Durou pouco a chamada "primavera gay" na TV aberta, que culminou no primeiro beijo lésbico numa novela brasileira, em maio, no SBT. Tanto a emissora de Silvio Santos como a Globo deram nos últimos 60 dias uma guinada nos rumos da dramaturgia, e passaram a dar ordens implícitas ou explícitas a seus autores, para que baixem a bola de cenas gays nas histórias. Oficialmente, a decisão se deve a uma suposta "overdose" do tema.
Um ajudante de novelista da Globo, que pede para não ser identificado, disse em entrevista que recebeu "aviso verbal" do autor para que não perdesse tempo elaborando personagens e cenas gays --sejam entre homens ou mulheres--, pois seriam cortadas.
Cerca de três semanas atrás a Globo interveio em "Insensato Coração", vetando ousada cena gay em motel, entre o casal Hugo e Eduardo (Marcos Damigo e Rodrigo Andrade). Também o autor Aguinaldo Silva foi informado há três meses pela emissora de que deveria evitar polemizar com o assunto (gay) em "Fina Estampa", sua próxima novela, que estreia em agosto. Silva, porém, vai incluir um personagem gay "estiloso" na história, interpretado por Marcelo Serrado. Mas não haverá cenas eróticas com ele.
Questionado sobre isso, Silva usou as mesmas palavras que já usara anos atrás, decepcionado com mais um veto da Globo a uma cena homoafetiva: "Beijo gay, só lá em casa".
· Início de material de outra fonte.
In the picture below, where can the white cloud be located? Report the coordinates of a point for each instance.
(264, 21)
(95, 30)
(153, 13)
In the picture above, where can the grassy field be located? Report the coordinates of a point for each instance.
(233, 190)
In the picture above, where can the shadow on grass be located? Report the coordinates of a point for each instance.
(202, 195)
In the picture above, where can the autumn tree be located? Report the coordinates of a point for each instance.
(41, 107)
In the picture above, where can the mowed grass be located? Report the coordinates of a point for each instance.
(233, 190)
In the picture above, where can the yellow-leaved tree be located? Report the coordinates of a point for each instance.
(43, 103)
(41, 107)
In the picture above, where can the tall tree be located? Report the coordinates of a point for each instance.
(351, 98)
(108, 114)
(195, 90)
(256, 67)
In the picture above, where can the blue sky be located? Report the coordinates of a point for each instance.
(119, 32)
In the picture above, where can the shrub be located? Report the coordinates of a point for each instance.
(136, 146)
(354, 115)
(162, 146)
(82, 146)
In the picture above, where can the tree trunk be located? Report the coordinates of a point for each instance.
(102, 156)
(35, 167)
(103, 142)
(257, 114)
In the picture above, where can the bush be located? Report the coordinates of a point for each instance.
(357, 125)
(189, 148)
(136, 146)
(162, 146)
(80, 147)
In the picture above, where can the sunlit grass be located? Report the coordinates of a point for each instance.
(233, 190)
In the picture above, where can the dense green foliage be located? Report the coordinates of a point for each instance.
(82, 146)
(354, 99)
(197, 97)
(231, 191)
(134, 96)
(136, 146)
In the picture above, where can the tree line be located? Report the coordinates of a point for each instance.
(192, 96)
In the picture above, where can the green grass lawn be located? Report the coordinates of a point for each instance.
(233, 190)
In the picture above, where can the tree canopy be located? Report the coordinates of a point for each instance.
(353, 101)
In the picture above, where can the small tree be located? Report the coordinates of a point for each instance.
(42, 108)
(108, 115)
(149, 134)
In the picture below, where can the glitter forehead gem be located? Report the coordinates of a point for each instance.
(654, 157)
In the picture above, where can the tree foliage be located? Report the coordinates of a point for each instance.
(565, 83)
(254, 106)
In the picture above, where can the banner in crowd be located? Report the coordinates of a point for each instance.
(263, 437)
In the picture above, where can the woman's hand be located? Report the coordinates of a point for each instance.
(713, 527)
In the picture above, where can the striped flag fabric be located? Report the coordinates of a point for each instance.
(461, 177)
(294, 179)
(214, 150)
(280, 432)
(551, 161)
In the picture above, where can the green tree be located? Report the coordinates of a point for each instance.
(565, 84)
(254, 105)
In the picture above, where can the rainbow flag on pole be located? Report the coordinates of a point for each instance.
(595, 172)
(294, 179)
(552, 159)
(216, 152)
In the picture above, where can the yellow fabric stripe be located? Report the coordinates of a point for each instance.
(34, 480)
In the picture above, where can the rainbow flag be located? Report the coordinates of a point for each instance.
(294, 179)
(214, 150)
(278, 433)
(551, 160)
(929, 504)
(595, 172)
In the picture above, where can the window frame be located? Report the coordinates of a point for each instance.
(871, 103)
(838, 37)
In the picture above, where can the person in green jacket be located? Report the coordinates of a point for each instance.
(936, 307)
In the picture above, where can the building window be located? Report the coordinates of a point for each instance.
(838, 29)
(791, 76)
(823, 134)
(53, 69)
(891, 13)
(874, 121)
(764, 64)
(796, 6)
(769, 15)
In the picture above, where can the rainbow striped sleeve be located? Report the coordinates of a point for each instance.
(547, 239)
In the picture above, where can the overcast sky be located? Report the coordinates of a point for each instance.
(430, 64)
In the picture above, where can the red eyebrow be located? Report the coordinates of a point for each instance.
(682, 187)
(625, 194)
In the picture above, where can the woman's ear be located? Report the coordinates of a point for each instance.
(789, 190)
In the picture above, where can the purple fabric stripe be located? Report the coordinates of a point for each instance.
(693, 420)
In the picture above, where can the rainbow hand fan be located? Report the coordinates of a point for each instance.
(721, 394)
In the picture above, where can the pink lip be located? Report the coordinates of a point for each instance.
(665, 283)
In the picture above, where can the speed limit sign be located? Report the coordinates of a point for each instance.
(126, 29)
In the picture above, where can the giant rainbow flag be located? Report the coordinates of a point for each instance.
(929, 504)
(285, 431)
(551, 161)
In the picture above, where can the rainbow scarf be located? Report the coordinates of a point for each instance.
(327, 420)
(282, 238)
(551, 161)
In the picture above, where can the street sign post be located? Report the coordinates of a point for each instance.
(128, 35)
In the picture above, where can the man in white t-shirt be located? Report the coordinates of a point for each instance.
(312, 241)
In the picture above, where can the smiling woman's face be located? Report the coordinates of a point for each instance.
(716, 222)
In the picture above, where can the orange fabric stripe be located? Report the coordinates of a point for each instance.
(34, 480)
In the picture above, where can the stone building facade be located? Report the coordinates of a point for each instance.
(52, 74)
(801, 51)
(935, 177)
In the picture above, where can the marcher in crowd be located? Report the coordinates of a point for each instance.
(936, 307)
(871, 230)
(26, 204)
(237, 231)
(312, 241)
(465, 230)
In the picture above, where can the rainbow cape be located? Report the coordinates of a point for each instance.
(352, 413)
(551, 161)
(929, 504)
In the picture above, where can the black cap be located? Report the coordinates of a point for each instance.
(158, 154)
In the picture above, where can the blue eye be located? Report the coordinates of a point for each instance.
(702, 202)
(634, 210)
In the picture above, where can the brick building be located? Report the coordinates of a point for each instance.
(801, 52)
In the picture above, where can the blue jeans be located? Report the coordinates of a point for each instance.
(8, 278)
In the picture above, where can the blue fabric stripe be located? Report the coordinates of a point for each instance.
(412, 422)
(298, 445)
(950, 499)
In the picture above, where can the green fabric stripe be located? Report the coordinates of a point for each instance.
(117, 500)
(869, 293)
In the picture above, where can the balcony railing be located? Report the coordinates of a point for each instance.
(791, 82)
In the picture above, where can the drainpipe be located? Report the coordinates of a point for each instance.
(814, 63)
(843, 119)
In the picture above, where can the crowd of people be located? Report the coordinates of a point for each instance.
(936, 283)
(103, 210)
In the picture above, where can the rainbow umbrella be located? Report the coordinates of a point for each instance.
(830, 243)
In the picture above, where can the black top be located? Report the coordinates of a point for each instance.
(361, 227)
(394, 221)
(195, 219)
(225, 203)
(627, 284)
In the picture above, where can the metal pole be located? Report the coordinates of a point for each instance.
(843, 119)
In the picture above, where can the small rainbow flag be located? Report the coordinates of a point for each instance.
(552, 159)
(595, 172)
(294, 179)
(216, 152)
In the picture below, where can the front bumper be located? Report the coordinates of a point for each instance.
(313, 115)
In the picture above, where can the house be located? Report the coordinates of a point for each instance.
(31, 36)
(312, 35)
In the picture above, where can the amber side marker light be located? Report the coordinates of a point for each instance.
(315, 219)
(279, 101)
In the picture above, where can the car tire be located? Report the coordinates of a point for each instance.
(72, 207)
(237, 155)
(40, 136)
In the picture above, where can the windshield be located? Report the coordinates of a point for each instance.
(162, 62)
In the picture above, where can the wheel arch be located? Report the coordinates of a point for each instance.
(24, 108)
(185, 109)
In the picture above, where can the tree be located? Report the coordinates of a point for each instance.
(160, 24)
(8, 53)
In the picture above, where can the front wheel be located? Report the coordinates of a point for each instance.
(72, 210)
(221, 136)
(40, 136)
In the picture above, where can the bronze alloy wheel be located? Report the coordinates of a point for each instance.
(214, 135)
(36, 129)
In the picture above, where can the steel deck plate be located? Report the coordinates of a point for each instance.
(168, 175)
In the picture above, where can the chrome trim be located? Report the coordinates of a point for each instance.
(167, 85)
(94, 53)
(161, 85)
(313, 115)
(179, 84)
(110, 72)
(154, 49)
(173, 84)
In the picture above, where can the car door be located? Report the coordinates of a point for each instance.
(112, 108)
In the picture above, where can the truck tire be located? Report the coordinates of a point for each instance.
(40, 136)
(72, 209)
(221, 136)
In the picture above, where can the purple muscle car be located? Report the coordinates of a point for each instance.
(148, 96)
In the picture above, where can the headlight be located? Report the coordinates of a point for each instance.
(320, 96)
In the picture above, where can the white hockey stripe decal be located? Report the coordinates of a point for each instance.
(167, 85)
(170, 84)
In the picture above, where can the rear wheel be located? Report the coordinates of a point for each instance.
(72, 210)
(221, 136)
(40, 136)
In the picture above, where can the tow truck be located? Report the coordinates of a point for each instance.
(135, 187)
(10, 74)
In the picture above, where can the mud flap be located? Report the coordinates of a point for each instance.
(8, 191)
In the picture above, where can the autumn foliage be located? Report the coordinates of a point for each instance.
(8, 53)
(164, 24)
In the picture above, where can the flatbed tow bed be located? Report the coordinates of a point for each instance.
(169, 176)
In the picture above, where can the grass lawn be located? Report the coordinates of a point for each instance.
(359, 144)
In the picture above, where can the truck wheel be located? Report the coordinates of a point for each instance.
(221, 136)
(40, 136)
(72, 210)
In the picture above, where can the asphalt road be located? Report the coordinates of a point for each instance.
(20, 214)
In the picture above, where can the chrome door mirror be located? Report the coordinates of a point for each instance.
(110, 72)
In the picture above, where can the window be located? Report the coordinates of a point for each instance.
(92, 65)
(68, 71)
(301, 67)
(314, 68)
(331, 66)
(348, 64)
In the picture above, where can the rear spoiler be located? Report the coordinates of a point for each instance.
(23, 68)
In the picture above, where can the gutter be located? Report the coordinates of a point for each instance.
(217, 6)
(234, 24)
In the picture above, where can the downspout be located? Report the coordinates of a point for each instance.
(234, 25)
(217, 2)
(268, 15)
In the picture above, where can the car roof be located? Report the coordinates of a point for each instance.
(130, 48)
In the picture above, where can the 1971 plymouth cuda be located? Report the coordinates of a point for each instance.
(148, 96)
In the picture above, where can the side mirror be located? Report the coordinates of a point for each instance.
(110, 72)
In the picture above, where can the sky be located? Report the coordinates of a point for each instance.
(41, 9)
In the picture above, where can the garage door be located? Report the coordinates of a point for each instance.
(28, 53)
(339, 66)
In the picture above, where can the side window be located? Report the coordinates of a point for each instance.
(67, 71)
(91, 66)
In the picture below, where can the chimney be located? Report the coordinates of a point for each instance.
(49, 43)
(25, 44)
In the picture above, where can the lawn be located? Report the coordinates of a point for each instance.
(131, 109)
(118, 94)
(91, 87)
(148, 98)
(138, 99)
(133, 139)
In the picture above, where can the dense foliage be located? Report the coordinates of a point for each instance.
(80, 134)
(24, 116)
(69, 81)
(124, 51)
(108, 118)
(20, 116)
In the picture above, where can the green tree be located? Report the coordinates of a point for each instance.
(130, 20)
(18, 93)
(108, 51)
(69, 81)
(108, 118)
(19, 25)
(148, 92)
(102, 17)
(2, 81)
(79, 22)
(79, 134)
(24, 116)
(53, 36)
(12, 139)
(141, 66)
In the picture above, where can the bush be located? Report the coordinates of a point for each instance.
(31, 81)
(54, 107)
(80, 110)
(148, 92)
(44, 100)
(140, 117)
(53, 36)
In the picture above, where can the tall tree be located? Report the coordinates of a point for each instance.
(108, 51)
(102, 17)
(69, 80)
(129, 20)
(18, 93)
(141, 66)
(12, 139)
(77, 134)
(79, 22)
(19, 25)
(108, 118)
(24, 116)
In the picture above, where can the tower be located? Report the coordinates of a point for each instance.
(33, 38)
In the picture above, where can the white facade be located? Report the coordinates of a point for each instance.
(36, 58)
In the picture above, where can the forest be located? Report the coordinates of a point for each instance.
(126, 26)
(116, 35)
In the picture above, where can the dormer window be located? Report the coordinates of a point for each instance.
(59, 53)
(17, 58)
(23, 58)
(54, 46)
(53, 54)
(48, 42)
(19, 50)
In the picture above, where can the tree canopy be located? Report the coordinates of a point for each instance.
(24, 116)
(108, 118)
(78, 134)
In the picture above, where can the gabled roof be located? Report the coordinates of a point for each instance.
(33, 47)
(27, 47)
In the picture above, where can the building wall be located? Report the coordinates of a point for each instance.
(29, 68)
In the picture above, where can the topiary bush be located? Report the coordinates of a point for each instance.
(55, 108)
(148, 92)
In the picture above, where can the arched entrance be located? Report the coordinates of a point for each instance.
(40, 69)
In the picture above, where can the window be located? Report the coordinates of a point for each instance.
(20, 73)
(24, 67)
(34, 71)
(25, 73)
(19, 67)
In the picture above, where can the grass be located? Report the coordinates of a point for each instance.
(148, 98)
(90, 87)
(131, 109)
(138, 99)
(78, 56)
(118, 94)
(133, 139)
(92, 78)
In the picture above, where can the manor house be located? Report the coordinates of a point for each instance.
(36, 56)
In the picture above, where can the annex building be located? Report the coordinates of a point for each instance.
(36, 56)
Não se trata de um comportamento novo. Desde 2008, a Globo já deixou "escapar" ao menos quatro vezes que exibiria uma cena gay, mas acabou desistindo sempre no último momento. Em abril do ano passado, um episódio de "Os Simpsons" teria sido cortado por conter um beijo gay entre Homer e o barman Moe.
Já no caso do SBT a ordem é explícita. Depois de exibir o primeiro beijo lésbico numa novela, entre as atrizes Luciana Vendramini e Giselle Tigre, em "Amor & Revolução", a emissora agora mudou de opinião e a ordem é baixar a bola do tema.
Tiago Santiago, o autor, teve ao menos mais duas longas cenas gays cortadas de sua história. A última deveria ter sido exibida no último dia 7, entre os personagens Jeová (Lui Mendes) e Chico (Carlos Artur Thiré). O novelista do SBT disse que acataria a decisão, mesmo tendo prometido o beijo, além de um outro, entre Vendramini e Tigre.
Na Record, a orientação é implícita e parece ecoar os princípios da Igreja Universal do Reino de Deus, que não considera a homossexualidade algo natural e corriqueiro. Nenhuma trama da emissora até hoje deu destaque a casais ou personagens gays.